Bila sekarang Anda terpaksa memperingati Natal dalam kemiskinan, di tengah orang lain bersukacita karena kemakmurannya, ingatlah bahwa sesungguhnya Natal adalah peristiwa sedih. Lho kok bisa? Lihat saja Yusuf dan Maria yang sedang hamil besar sambil bawa gembolan dan nggeret-nggeret keledai, dari Nazaret ke Betlehem yang jaraknya sangat jauh demi mendaftarkan diri sebagai penduduk Betlehem, sebab Yusuf berasal dari keturunan Raja Daud.
Sudah sampai di Betlehem bukannya dapat kamar buat menginap, semua orang menolaknya dengan alasan penuh, mungkin ada kamar yang kosong tapi harganya mahal dan Yusuf tak punya uang sebanyak itu. Di malam yang dingin itu, sudah susah cari penginapan, eh tiba-tiba Maria mau melahirkan. Di dekat situ ada kandang hewan. Akhirnya Maria lahirannya di kandang hewan, dengan bau menyengat dari hewan-hewan dan kotornya tempat itu, di malam gelap yang kala itu sedang musim dingin!
Pembaca yang terkasih, apakah yang dialami oleh Yusuf dan Maria adalah peristiwa sukacita? Bila Anda mengalami apa yang mereka alami, apakah Anda bersukacita? Maukah Anda melahirkan anak Anda di kandang hewan? Tentu minimal Anda mau melahirkan di bidan, atau kalau yang kaya di rumah sakit, pakai operasi sesar, bahkan mau lahirnya di tanggal cantik meskipun bayinya belum "matang".Â
Jelas, apa yang dialami Yusuf dan Maria adalah peristiwa sedih, peristiwa nelangsa. Saya berpikir, mungkin di dalam hati mereka berkata saat itu, "Bila Anak ini adalah Anak Allah Yang Mahatinggi, Raja Israel, mengapa lahirnya harus di kandang hewan? Kan harusnya di istana atau minimal di rumah penginapan.
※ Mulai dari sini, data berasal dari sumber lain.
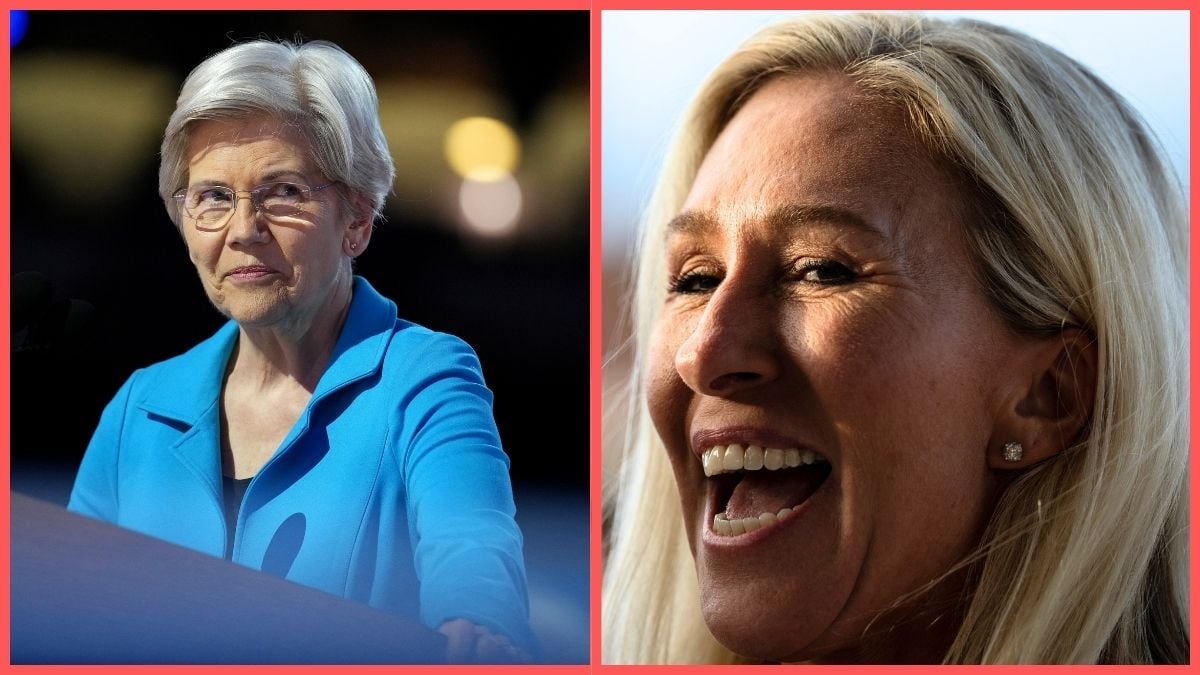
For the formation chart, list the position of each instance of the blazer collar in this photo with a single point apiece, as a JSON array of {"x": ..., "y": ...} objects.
[{"x": 189, "y": 386}]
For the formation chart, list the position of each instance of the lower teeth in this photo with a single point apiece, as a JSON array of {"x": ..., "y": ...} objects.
[{"x": 726, "y": 527}]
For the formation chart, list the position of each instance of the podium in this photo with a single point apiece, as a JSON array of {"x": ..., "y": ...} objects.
[{"x": 84, "y": 591}]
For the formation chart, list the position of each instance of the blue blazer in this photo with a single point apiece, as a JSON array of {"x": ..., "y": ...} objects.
[{"x": 391, "y": 489}]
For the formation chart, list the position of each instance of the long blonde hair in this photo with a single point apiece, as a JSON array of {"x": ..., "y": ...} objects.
[{"x": 1078, "y": 221}]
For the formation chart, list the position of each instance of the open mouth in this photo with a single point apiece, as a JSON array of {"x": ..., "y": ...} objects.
[{"x": 761, "y": 487}]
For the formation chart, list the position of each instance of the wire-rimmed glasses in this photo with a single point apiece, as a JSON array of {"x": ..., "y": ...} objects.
[{"x": 211, "y": 207}]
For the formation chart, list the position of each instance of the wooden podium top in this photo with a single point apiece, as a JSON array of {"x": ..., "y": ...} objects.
[{"x": 84, "y": 591}]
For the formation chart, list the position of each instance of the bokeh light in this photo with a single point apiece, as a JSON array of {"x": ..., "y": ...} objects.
[
  {"x": 491, "y": 207},
  {"x": 483, "y": 149},
  {"x": 18, "y": 23}
]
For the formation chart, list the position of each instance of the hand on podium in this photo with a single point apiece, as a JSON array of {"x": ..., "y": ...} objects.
[{"x": 471, "y": 643}]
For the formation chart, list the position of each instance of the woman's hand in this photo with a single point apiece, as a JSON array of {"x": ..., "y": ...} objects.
[{"x": 469, "y": 643}]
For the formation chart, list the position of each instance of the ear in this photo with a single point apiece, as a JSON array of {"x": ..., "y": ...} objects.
[
  {"x": 1050, "y": 402},
  {"x": 358, "y": 233}
]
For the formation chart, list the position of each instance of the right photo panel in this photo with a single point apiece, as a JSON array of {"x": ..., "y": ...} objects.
[{"x": 895, "y": 338}]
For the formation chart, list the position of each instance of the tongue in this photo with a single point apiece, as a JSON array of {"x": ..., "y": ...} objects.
[{"x": 767, "y": 491}]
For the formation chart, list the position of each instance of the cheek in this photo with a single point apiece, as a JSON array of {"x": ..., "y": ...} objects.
[
  {"x": 665, "y": 392},
  {"x": 903, "y": 389}
]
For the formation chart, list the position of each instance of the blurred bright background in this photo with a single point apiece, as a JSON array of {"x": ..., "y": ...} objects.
[
  {"x": 654, "y": 61},
  {"x": 485, "y": 237}
]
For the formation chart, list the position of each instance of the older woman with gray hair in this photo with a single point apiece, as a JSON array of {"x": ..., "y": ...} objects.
[
  {"x": 315, "y": 436},
  {"x": 910, "y": 363}
]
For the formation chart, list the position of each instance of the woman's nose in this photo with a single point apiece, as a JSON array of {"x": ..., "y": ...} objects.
[{"x": 733, "y": 346}]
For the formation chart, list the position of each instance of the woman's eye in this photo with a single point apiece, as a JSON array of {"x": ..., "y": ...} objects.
[
  {"x": 828, "y": 273},
  {"x": 213, "y": 196},
  {"x": 695, "y": 281},
  {"x": 283, "y": 191}
]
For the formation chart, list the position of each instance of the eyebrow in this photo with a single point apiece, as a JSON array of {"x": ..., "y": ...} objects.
[
  {"x": 267, "y": 178},
  {"x": 789, "y": 215}
]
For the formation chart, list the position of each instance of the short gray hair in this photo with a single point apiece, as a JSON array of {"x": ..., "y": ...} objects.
[{"x": 316, "y": 85}]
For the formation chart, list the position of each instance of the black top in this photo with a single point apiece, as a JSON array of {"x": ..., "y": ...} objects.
[{"x": 234, "y": 490}]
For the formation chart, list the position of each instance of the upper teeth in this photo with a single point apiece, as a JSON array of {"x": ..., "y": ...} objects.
[{"x": 735, "y": 457}]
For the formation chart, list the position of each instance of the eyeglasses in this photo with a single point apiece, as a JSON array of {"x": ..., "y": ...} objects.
[{"x": 213, "y": 205}]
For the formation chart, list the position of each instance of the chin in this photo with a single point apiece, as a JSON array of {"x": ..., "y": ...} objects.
[{"x": 748, "y": 625}]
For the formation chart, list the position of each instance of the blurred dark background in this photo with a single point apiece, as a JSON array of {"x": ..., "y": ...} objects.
[{"x": 102, "y": 284}]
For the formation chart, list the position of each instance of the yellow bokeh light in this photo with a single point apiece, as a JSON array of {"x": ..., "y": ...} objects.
[{"x": 481, "y": 149}]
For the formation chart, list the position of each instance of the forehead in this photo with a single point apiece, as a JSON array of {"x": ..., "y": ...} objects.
[
  {"x": 246, "y": 145},
  {"x": 817, "y": 142}
]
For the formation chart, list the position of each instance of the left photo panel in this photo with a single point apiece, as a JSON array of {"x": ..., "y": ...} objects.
[{"x": 299, "y": 358}]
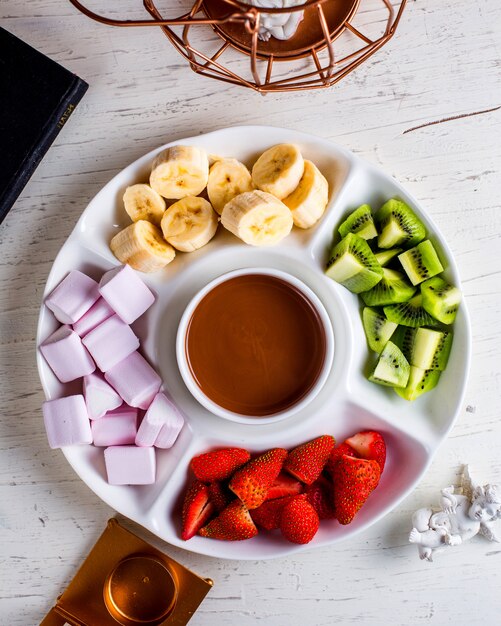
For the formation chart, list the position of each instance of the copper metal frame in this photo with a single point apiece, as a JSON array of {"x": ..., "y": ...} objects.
[{"x": 317, "y": 67}]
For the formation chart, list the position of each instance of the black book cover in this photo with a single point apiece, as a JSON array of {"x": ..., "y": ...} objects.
[{"x": 37, "y": 96}]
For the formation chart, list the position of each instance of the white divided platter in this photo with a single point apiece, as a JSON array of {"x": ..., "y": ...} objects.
[{"x": 347, "y": 403}]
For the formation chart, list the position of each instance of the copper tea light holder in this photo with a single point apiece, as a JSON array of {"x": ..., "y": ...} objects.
[{"x": 330, "y": 42}]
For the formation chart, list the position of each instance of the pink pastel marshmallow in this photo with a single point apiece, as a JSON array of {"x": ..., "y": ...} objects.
[
  {"x": 161, "y": 424},
  {"x": 66, "y": 355},
  {"x": 135, "y": 380},
  {"x": 110, "y": 342},
  {"x": 117, "y": 428},
  {"x": 126, "y": 293},
  {"x": 130, "y": 465},
  {"x": 73, "y": 297},
  {"x": 66, "y": 421},
  {"x": 100, "y": 397},
  {"x": 97, "y": 313}
]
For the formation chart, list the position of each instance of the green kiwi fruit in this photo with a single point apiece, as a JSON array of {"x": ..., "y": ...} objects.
[
  {"x": 421, "y": 262},
  {"x": 378, "y": 329},
  {"x": 359, "y": 222},
  {"x": 440, "y": 299},
  {"x": 398, "y": 225},
  {"x": 352, "y": 263}
]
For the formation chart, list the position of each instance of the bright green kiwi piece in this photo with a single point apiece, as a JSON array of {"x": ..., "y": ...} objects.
[
  {"x": 392, "y": 369},
  {"x": 409, "y": 313},
  {"x": 352, "y": 263},
  {"x": 421, "y": 262},
  {"x": 378, "y": 329},
  {"x": 392, "y": 288},
  {"x": 359, "y": 222},
  {"x": 440, "y": 299},
  {"x": 398, "y": 225},
  {"x": 420, "y": 381}
]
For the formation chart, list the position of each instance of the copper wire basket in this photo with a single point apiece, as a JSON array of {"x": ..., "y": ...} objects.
[{"x": 333, "y": 38}]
Sukacita yang nyata justru terjadi pada para gembala di padang rumput yang menyaksikan sinar dari surga di malam gelap. Mereka, manusia yang biasa melihat yang manusiawi, tiba-tiba menyaksikan penglihatan yang spektakuler yang bukan buatan manusia. Cahaya surga menyinari mereka, dan tampaklah oleh mereka seorang malaikat yang memberitahukan bahwa telah lahir Kristus Tuhan di kota Daud.Â
Dari malaikat yang seorang itu, mereka melihat gerombolan malaikat yang bernyanyi di langit yang dipenuhi cahaya surgawi. Tentu sebagai manusia biasa, mereka akan kaget dan buru-buru ke Betlehem melihat apa yang terjadi seperti pesan malaikat itu. Akhirnya, sukacita para gembala yang menyaksikan penglihatan surgawi itu kembali meyakinkan Yusuf dan Maria, bahwa Anak yang dilahirkannya itu sungguh Anak Allah.